Python snippet: dealing with query strings in URLs

Posted 31 August 2016

I spend a lot of time dealing with URLs: in particular, with URL query strings. The query string is the set of key-value pairs that comes after the question mark in a URL. For example:

http://example.net?name=alex&color=red

Typically I want to do one of two things: get the value(s) associated with a particular key, or create a new URL with a different key-value pair.

This is possible with the Python standard library’s urllib.parse module, but it’s a bit fiddly and requires chaining several functions together. Since I do this fairly often, I have a pair of helper functions that I copy-and-paste into new projects when I need to do this. And since it’s fairly generic, I thought it might be worth sharing more widely.

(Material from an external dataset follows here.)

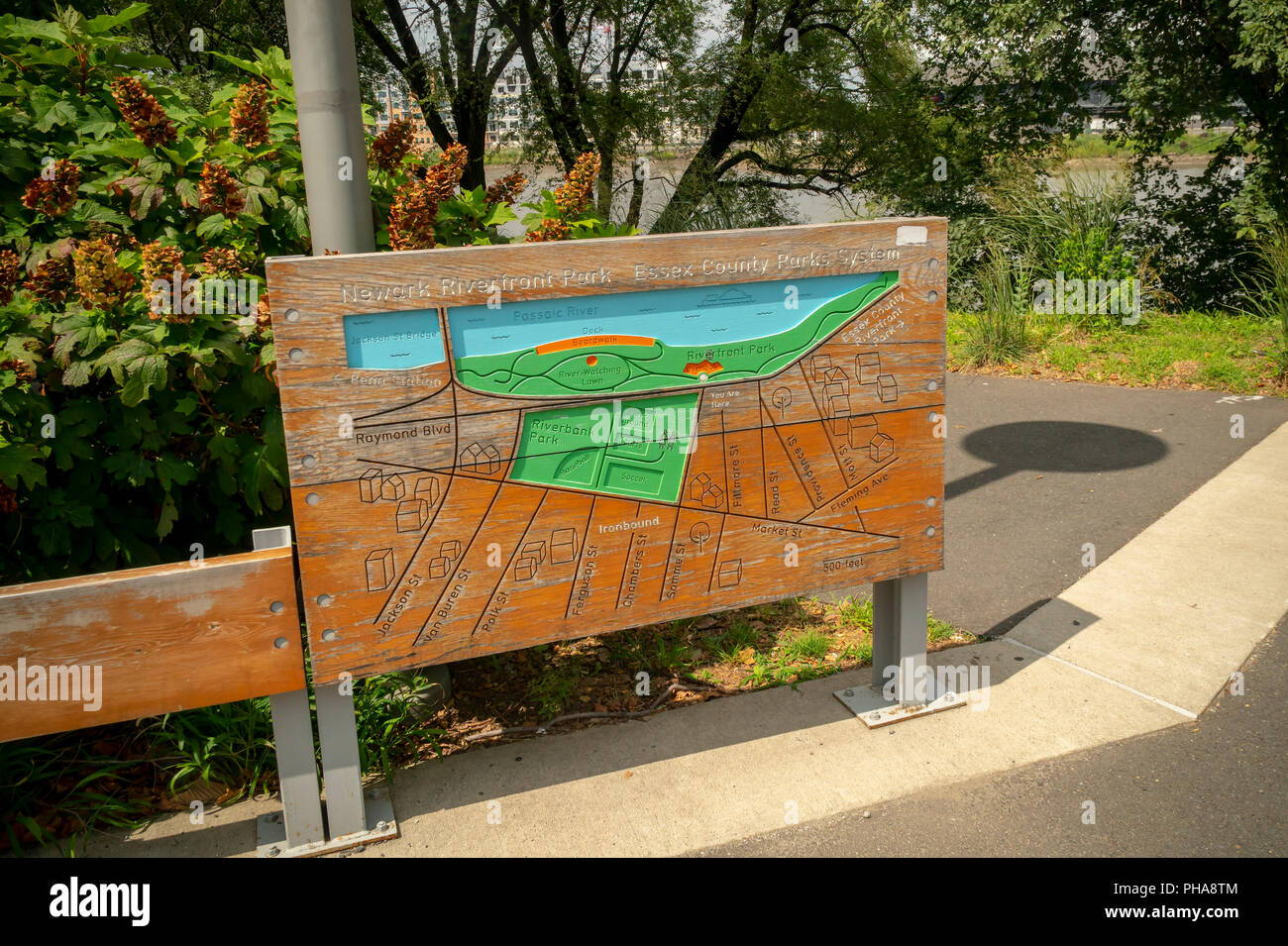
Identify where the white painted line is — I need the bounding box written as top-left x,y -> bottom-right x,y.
1002,637 -> 1199,719
894,227 -> 930,246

Get the value(s) associated with a particular key

It’s easy to imagine a query string as like a Python dict: it’s a series of key-value pairs. But unlike a dictionary, the same key can appear twice in the same query string. For example, this is perfectly legal:

http://example.net?name=alex&name=anna

So we might have a single value associated with a given key, or multiple values. The most flexible approach is to return a list of values associated with a key, and let the caller decide which (if any of them) they care about. Doing so requires chaining together a couple of standard library functions, and looks like this:

from urllib.parse import parse_qs, urlparse


def get_query_field(url, field):
    try:
        return parse_qs(urlparse(url).query)[field]
    except KeyError:
        return []

I used the term “field” rather than “key” because that’s what the Wikipedia article uses, although I don’t actually see that terminology in RFC 3986.

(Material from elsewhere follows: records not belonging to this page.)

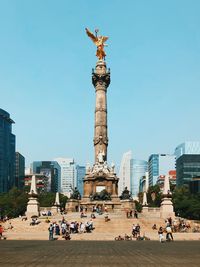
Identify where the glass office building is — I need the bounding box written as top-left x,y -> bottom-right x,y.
32,161 -> 61,192
76,165 -> 86,196
176,154 -> 200,187
148,154 -> 159,186
55,158 -> 77,197
0,109 -> 15,193
174,141 -> 200,159
15,152 -> 25,189
148,154 -> 176,186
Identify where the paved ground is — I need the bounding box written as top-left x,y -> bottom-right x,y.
0,240 -> 200,267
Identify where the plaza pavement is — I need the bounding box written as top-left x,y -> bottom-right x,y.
0,240 -> 200,267
4,213 -> 200,241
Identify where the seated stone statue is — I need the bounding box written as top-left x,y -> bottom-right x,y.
119,186 -> 132,200
70,187 -> 81,199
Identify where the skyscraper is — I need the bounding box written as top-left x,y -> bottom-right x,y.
176,154 -> 200,187
174,141 -> 200,159
148,154 -> 176,186
118,151 -> 132,195
0,109 -> 15,193
32,161 -> 61,192
15,152 -> 25,189
76,165 -> 86,196
55,158 -> 77,196
130,159 -> 148,197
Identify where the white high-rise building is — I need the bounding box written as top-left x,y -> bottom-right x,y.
118,151 -> 132,195
55,158 -> 77,196
118,151 -> 148,199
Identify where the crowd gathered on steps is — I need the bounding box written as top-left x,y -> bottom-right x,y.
48,217 -> 95,240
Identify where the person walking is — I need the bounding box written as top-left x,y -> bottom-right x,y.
158,227 -> 164,243
0,225 -> 4,239
166,224 -> 174,241
48,224 -> 54,241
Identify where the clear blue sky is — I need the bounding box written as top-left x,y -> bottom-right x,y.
0,0 -> 200,168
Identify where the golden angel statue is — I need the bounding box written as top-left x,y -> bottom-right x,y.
85,28 -> 108,60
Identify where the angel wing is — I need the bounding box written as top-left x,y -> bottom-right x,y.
85,28 -> 98,44
103,36 -> 109,43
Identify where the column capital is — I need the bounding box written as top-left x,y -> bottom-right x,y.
92,71 -> 110,90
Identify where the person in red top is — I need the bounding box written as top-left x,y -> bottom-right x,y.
0,225 -> 3,239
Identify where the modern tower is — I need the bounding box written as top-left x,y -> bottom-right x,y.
119,151 -> 132,195
15,152 -> 25,189
148,154 -> 176,186
55,158 -> 76,196
0,109 -> 15,193
32,161 -> 61,193
83,29 -> 118,205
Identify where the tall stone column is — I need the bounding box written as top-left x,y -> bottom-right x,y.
92,60 -> 110,163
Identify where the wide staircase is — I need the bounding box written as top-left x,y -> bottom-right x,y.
4,212 -> 198,240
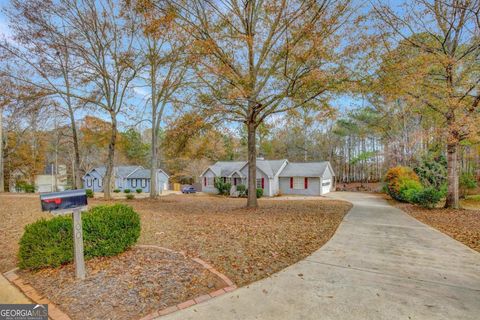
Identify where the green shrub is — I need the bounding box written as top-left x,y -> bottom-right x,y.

Setting the value for a particular key

Setting a value takes slightly more work: quite a few calls into bits of urllib, then constructing an entirely new tuple of URL components to “unparse”. This is what the code looks like:

from urllib.parse import parse_qsl, urlencode, urlparse, urlunparse


def set_query_field(url, field, value, replace=False):
    # Parse out the different parts of the URL.
    components = urlparse(url)
    query_pairs = parse_qsl(urlparse(url).query)

    if replace:
        query_pairs = [(f, v) for (f, v) in query_pairs if f != field]
    query_pairs.append((field, value))

    new_query_str = urlencode(query_pairs)

    # Finally, construct the new URL
    new_components = (
        components.scheme,
        components.netloc,
        components.path,
        components.params,
        new_query_str,
        components.fragment
    )
    return urlunparse(new_components)

Because the same key can appear twice, when you’re adding a new key-value pair, you have to decide whether to just add another pair, or replace the existing pair (if it exists): that’s what the replace parameter is for. If it’s False, any existing pairs are preserved, and the new pair is added to the end of the URL. If it’s True, all the existing pairs with the same key are discarded before adding the new pair.

There are definitely some edge cases this doesn’t cover – for example, if the exact ordering matters, or you only want to replace the first instance of an existing key – but in practice, this covers all of my usage. I’ll need extra code if I want something more complicated.

Getting the code

The complete code is in a Gist. That includes docstrings, usage examples, and imports for Python 2/3 compatibility. Only requires standard library imports.

When I use this code, I just copy and paste it into the new project; there’s no PyPI module. It’s too small to matter, and in general I don’t like having lots of small dependencies.